Очень скоро мудрый старик понял, что глупо искать ученика. Ученик сам найдет учителя, если тот ему понадобится. Но для этого ученик должен родиться с царем в голове.
Тогда Андр ушел из города и поселился в степи у дороги. Он любил смотреть на звезды. Иногда спускался к реке. Ему легко было быть знаменитым, ибо во всем, что он ни делал или ни говорил, люди и демоны усматривали какой-то особый смысл. Андр только пожимал плечами. Все принимали это за пророческий жест.
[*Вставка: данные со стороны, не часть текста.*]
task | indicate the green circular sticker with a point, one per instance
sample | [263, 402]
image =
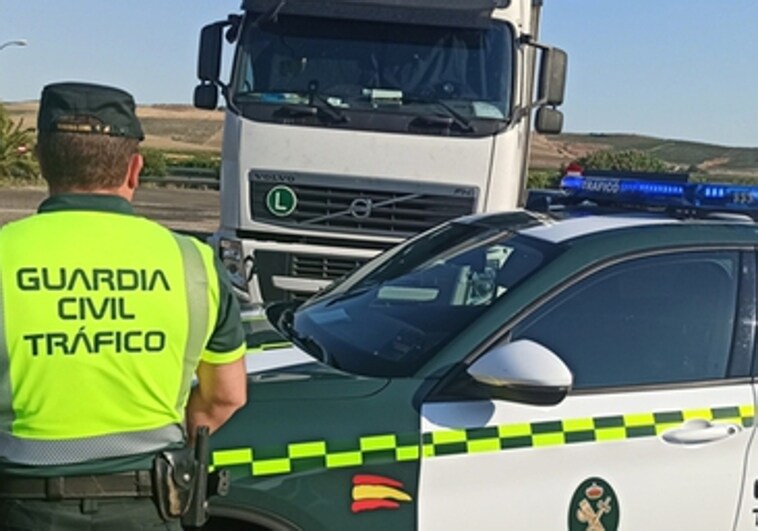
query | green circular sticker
[281, 200]
[594, 507]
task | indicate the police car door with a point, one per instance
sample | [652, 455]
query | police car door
[654, 433]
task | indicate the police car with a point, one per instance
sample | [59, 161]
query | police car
[589, 366]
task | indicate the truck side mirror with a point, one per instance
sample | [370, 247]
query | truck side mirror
[209, 57]
[206, 96]
[552, 80]
[523, 371]
[548, 121]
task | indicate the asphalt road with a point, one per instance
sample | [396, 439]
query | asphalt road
[182, 209]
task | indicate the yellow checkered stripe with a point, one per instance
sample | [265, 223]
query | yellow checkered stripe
[394, 448]
[573, 431]
[309, 455]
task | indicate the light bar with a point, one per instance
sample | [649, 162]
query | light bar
[704, 196]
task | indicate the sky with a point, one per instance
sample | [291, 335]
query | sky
[676, 69]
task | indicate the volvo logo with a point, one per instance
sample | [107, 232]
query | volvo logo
[361, 207]
[281, 200]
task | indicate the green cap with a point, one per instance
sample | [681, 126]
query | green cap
[88, 108]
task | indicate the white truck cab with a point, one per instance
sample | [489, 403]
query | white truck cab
[354, 124]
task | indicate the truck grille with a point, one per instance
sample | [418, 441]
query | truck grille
[311, 266]
[368, 206]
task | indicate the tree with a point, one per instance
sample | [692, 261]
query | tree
[17, 159]
[627, 160]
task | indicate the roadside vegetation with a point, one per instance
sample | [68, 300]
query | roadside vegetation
[17, 161]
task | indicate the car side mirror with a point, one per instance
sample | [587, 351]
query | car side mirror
[523, 371]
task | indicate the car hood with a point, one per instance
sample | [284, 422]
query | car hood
[292, 374]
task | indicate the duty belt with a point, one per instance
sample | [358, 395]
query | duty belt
[136, 484]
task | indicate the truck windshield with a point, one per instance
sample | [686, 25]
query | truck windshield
[375, 67]
[397, 311]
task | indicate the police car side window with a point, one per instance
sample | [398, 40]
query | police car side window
[647, 321]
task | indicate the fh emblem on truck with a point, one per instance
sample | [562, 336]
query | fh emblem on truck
[281, 200]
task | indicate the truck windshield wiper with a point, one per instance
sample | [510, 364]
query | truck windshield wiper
[317, 106]
[318, 101]
[435, 120]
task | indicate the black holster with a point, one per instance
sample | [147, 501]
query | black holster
[174, 480]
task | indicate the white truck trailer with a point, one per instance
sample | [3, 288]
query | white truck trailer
[354, 124]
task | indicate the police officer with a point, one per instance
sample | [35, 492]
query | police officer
[104, 319]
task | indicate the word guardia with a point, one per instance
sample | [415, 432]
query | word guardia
[94, 295]
[95, 279]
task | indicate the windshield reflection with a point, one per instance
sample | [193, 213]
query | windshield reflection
[395, 312]
[380, 67]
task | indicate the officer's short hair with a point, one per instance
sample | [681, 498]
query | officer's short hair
[86, 135]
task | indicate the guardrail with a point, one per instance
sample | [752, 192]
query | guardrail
[186, 177]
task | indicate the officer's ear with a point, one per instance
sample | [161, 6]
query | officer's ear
[136, 162]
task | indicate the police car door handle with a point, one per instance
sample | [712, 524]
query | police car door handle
[701, 431]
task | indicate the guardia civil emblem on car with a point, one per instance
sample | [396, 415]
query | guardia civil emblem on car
[594, 507]
[281, 200]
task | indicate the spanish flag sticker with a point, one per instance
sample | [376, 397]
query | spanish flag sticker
[372, 492]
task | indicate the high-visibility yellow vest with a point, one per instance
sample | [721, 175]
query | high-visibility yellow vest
[103, 319]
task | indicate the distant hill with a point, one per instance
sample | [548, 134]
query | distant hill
[185, 128]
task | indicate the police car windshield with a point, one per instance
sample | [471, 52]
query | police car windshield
[398, 310]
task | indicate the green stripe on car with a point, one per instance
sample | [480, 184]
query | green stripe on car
[391, 447]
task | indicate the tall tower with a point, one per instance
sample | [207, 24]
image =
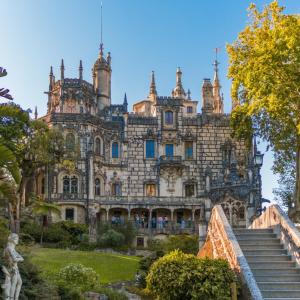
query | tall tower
[102, 77]
[218, 99]
[178, 91]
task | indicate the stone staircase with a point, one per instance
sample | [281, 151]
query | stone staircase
[276, 274]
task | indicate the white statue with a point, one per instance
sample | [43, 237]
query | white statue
[13, 282]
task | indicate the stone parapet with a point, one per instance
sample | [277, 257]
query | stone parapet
[274, 217]
[222, 243]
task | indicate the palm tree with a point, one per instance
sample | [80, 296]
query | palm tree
[44, 209]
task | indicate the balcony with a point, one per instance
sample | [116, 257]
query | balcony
[143, 200]
[170, 161]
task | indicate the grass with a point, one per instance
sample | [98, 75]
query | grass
[110, 267]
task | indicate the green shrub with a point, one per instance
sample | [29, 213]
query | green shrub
[26, 239]
[186, 243]
[33, 229]
[177, 276]
[111, 238]
[77, 277]
[55, 233]
[127, 230]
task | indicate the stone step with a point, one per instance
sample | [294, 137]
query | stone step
[282, 298]
[280, 252]
[272, 264]
[251, 246]
[267, 258]
[281, 271]
[291, 286]
[258, 242]
[254, 236]
[280, 294]
[245, 231]
[278, 278]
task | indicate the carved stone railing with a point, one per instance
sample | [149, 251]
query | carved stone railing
[274, 217]
[222, 243]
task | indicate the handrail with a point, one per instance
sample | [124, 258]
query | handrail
[274, 217]
[225, 245]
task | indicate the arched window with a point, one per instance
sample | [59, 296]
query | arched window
[66, 184]
[116, 189]
[115, 150]
[70, 141]
[169, 117]
[74, 185]
[97, 187]
[43, 186]
[97, 146]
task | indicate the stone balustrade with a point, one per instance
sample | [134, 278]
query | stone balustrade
[222, 243]
[274, 217]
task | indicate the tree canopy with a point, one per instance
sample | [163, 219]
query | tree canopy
[264, 65]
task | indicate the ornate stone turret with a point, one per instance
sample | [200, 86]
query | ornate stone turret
[218, 101]
[80, 70]
[102, 79]
[125, 103]
[51, 79]
[207, 96]
[153, 93]
[178, 90]
[62, 71]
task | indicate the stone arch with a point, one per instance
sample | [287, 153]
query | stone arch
[235, 211]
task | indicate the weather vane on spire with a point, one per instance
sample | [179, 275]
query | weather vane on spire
[101, 29]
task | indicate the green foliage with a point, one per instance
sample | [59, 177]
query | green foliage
[34, 285]
[186, 243]
[110, 267]
[127, 230]
[184, 276]
[78, 276]
[111, 238]
[264, 65]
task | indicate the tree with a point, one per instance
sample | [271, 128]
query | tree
[184, 276]
[264, 65]
[44, 210]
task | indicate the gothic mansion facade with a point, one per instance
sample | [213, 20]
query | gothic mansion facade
[163, 161]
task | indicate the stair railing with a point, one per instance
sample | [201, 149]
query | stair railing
[274, 217]
[222, 243]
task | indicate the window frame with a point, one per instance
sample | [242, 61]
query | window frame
[187, 155]
[115, 150]
[170, 146]
[169, 117]
[73, 214]
[149, 154]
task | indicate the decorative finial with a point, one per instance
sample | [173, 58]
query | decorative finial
[178, 90]
[35, 113]
[62, 71]
[101, 30]
[189, 94]
[153, 92]
[80, 70]
[51, 79]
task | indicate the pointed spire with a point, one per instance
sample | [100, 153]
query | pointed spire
[178, 90]
[189, 95]
[80, 70]
[51, 79]
[62, 71]
[125, 103]
[218, 101]
[153, 92]
[35, 113]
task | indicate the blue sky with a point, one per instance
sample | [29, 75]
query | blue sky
[142, 35]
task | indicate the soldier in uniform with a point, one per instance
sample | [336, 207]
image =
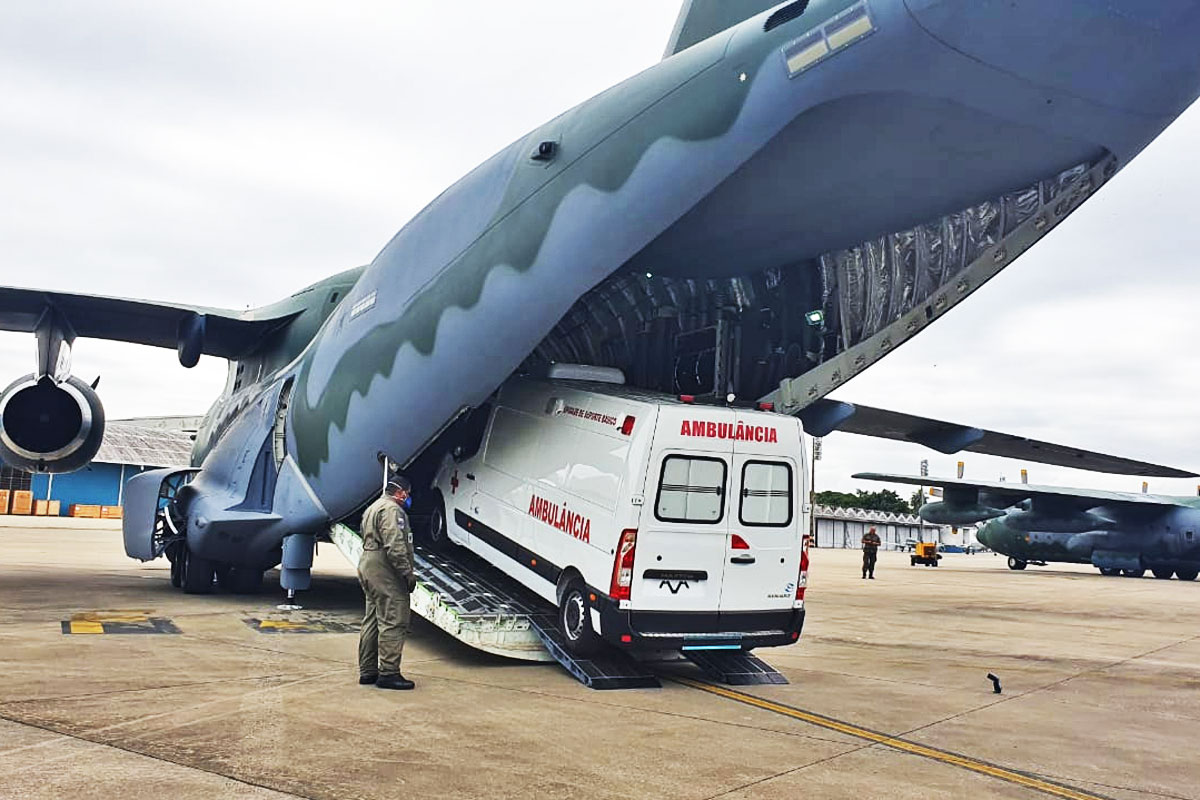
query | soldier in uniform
[871, 542]
[385, 572]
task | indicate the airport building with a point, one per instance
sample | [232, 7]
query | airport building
[845, 528]
[130, 446]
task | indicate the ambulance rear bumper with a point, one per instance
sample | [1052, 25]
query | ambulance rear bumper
[649, 630]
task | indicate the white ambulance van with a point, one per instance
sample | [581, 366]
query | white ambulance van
[651, 522]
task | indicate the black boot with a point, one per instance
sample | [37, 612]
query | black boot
[394, 681]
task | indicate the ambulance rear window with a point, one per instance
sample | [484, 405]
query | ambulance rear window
[766, 493]
[691, 488]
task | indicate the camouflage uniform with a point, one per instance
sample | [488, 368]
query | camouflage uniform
[871, 543]
[385, 571]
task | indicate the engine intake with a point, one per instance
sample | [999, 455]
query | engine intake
[48, 427]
И вот однажды к костру подошел утомленный юноша. Андр разу же понял, что именно этот юноша стал причиной того, что девушка с синей лентой бросилась в реку.
– Ведь она же не была демоном? – догадался умный юноша.
– Конечно, нет, – ободряюще ответил старик Андр.
Потом юноша лег спать, а старик Андр стал учить его мудрости, зная, что если она нужна юноше, сердце запомнит все и потом передаст спавшему разуму. «… мертвая надежда родит разочарование, мать демона в тебе. Понимаешь? Вот почему демоны облюбовали сердце, оплели его лианами надежды, ослепили лучами веры. А ты включи прожектор разума! И тут же из демона превратишься в человека. Понял?»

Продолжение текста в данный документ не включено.